Kay Nightingale, safe and drug free school coordinator for the Beloit
School District and a certified trainer for the Prevention Research
Institute who has taught guidance counselors all over the state to
use its programs, said "Talking with Your Kids About Alcohol" tops
her list of nationally known programs.

"It's the best stuff I've ever seen by far," she said.

But while Deerfield's Albrecht praised "Talking with Your Kids About
Alcohol," the related student component got mixed reviews.

"Kids can get bored with it. It's very lecture oriented with slides,"
Albrecht said. "They need to do some revision on how the program is
delivered, to make it more palatable."

Mt. Horeb apathy: But at least Deerfield has had enough interest to
offer the course for parents.

Mt. Horeb alcohol, tobacco and other drug abuse coordinator Carol
Clavey said her district has tried to offer "Talking with Your Kids
About Alcohol" for years.

The last time it had enough parental interest to hold a class was in
1996.

"It's been frustrating," Clavey said. "Parents aren't seeing it as a
priority."

"I have talked to parents and said, `Why don't you want to take it?'
They say, `I have already talked to my kids.' `What did you tell
them?' `Not to do it.' "

Sometimes there are surprises, however.

Despite a small turnout for "Talking with Your Kids About Alcohol," a
separate panel discussion on teenage drug use drew 50 Deerfield
parents last year, Albrecht said.

"Historically - and I'm sure this is true in many communities -
there's a lot of denial that we have a problem," Albrecht said. "This
was a sign of success."

There are many signs, in fact, that area communities are taking their
role seriously - such as an increasing recognition that summer
festivals need not revolve around beer tents and a recent push to
establish youth centers.

"I would say that communities are taking off the blinders," Steed
said.

Stoughton has offered some of the county's most innovative programs,
including an exchange program with inmates from the Rock County Jail,
in which students see first hand the impacts of unwise choices.

Stoughton has a peer jury and was one of the county's first
communities to have a youth center.

It also has S.A.D.D. - which begins in the middle school as Students
Against Dangerous Decisions and evolves into Students Against Drunk
Driving in high school.

Biendseil calls Stoughton "our poster child."

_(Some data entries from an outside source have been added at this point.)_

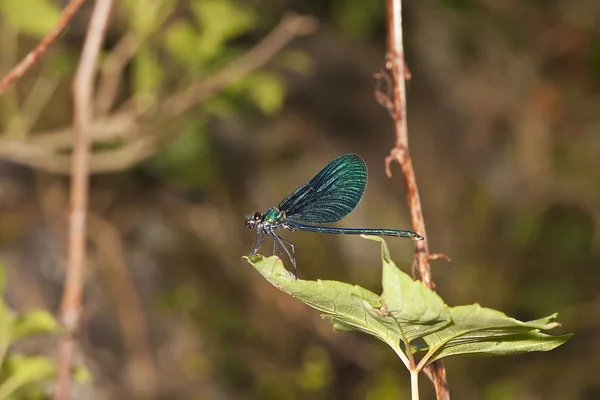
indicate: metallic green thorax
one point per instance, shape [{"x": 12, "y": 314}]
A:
[{"x": 273, "y": 215}]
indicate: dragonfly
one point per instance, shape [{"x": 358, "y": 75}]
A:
[{"x": 328, "y": 197}]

But even that community has seen bumps in the road.

An award-winning effort to have liquor stores and taverns sign a
pledge to not sell alcohol to minors has seen "limited follow-up,"
Steed admitted.

It's just one example of the work that remains to be
done.

Despite the recent publicity about local youth centers, only one-
quarter of middle school students in Dane County currently have access
to such places, Biendseil pointed out.

And no one believes that there's a silver bullet out
there.

"We recognize that this is a piece of work that will never be done,"
Thurber said.

INHALING AND IMBIBING

Recent surveys show marked increases in teenage marijuana
use.

In 1995, a survey of 6,800 Dane County seventh-to 12th-graders showed
that 26 percent had used marijuana, up from 20 percent in 1990.

That mirrored a statewide rise in teenage marijuana use between 1993
and 1997 from 23 percent to 36 percent. Nationwide, the number of high
school seniors having used marijuana rose from 41 percent to 50
percent between 1990 and 1997.

Additionally, in a recent study, the State Medical Society of
Wisconsin said adults in Wisconsin ranked first in the nation in binge
drinking - commonly defined as five or more drinks in a row for men
and four for women.

The 1995 Dane County Youth Survey showed that 27 percent of local
teenagers had binged in the past month. Similarly, the 1997 statewide
survey showed that 31 percent of Wisconsin teenagers had binged in the
past 30 days, and 17 percent had taken their first drink at age 10 or
younger.

The state survey did show small to moderate decreases in teenage use
of tobacco, crack cocaine and alcohol since 1990.

"While we have made a lot of strides, we have seen some backsliding
there," said Steve Fernan, prevention education consultant with the
state Department of Public Instruction.